While significant in clarifying the defence of necessity in criminal law, Regina v. Dudley and Stephens has had an even larger cultural influence.
That’s the case of the Mignonette, which capsized on its way to Australia and whose shipwrecked crew faced tough choices in an under-provisioned lifeboat.
The latest NYT Best Seller list features a new book The Lifeboat by Charlotte Rogan – the author tells that her inspiration came from her husband’s criminal law text.
What hooked me was stumbling on my husband’s old criminal law texts and reading about the cases of sailors who survived shipwrecks and then were put on trial. I’ve always been interested in political philosophy and the idea that people create society out of a state of nature. I was inspired by Hobbs and Locke and Rousseau — and by the idea that people make rules and give up certain freedoms for security. So in the boat I had people in a state of nature. I had people facing these extreme situations and explored how their miniature society evolved.
The fact that Rogan sets her book just before the Great War suggests that she might have noticed a recent centenary of a notable shipwreck. If you haven’t seen the computer animation of The Titanic, Titanic, you’re in for a treat.
Here is the NYT interview with the author NYT Podcast
Last year, Osgoode’s own Allan Hutchinson wrote on a handful of classic cases,
While Allan tells the tale well, he rests heavily on the late Brian Simpson’s Cannibalism and the Common law, in which Brian actually enlisted as a seaman to understand the traditions of the merchant marine.
But Dudley and Stephens influenced writers as far back as Joseph Conrad and Lord Jim.
And as Wikipedia pointed out, the case itself seems to bear an extraordinary resemblance to a classic Poe story:
It became better known in 1974 when Arthur Koestler ran a competition in The Sunday Times, in which readers were invited to send in the most striking coincidence they knew of. The winning entry pointed out that in Edgar Allan Poe’s novel The Narrative of Arthur Gordon Pym of Nantucket, published in 1838, decades before the Mignonette sank, four men are cast adrift on their capsized ship and draw lots to decide which of them should be sacrificed as food for the other three. The loser was the sailor who had proposed the idea: the character’s name was Richard Parker.

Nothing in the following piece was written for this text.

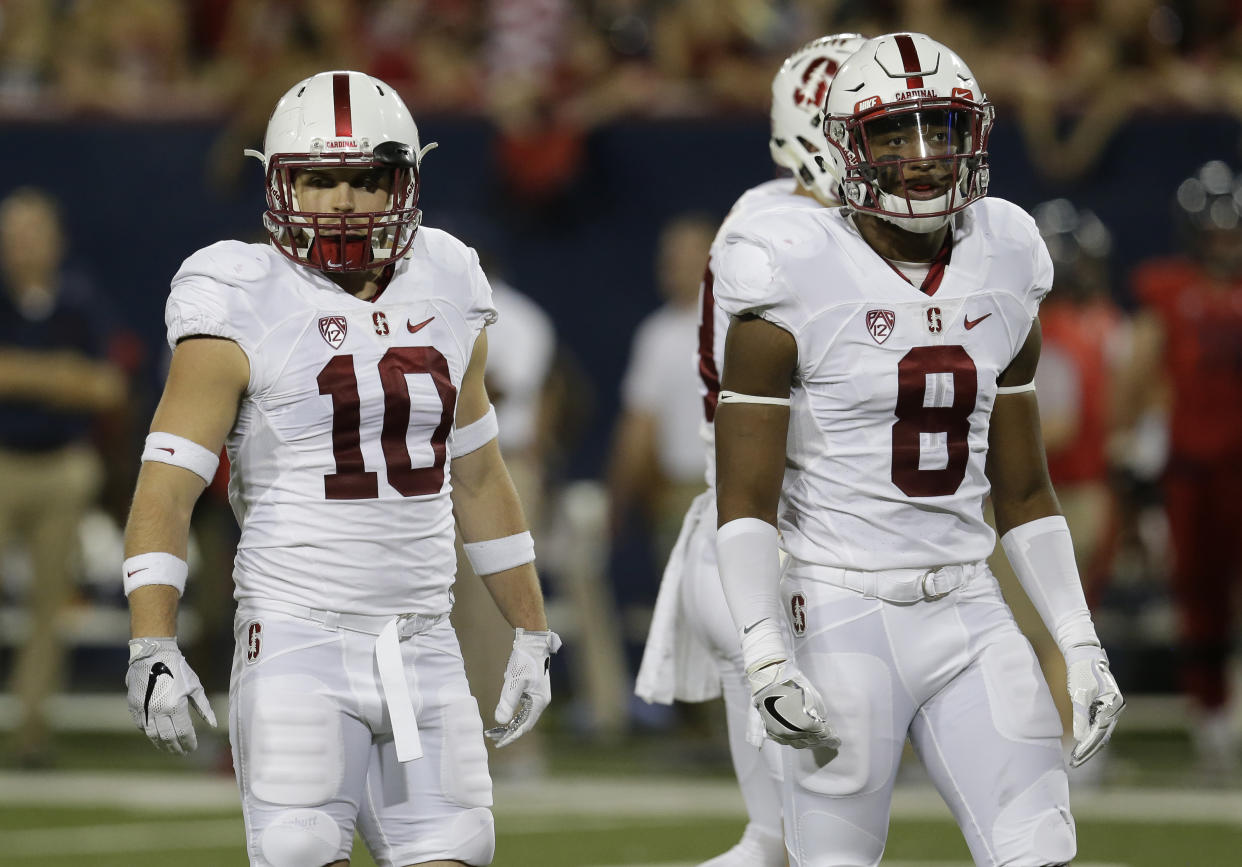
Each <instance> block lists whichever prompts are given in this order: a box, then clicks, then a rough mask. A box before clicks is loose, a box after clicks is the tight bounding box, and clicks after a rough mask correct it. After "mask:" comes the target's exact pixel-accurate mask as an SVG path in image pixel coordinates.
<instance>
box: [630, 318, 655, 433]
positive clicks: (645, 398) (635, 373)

Richard Parker was the name of the unfortunate cabin boy whose slaughter prompted the trial.
Eleven years ago, Yann Martel in Life of Pi picked up on these occurrences, surmising “So many Richard Parkers had to mean something”, and included a shipwrecked tiger by the name of “Richard Parker” in the book.
The case was also the basis for an infamous Monty Python sketch, titled “Lifeboat (Cannibalism)/Still no Sign of Land“. In that sketch, five sailors are castaways on a lifeboat after a shipwreck, and the only way they can survive is through cannibalism. Once they decide whom to eat—and which body parts—a waitress is called over to take their orders, complete with vegetables. Python
Back to the appeal from Baron Huddleston, in Regina v. Dudley and Stephens where Lord Chief Justice Coleridge speaking for the court said words which betray a certain moral humbleness:
We are often compelled to set up standards we cannot reach ourselves, and to lay down rules which we could not ourselves satisfy.
By the way, Captain Tom Dudley and Seaman Edwin Stephens had their sentence commuted by the Home Secretary Sir William Harcourt – they served six months.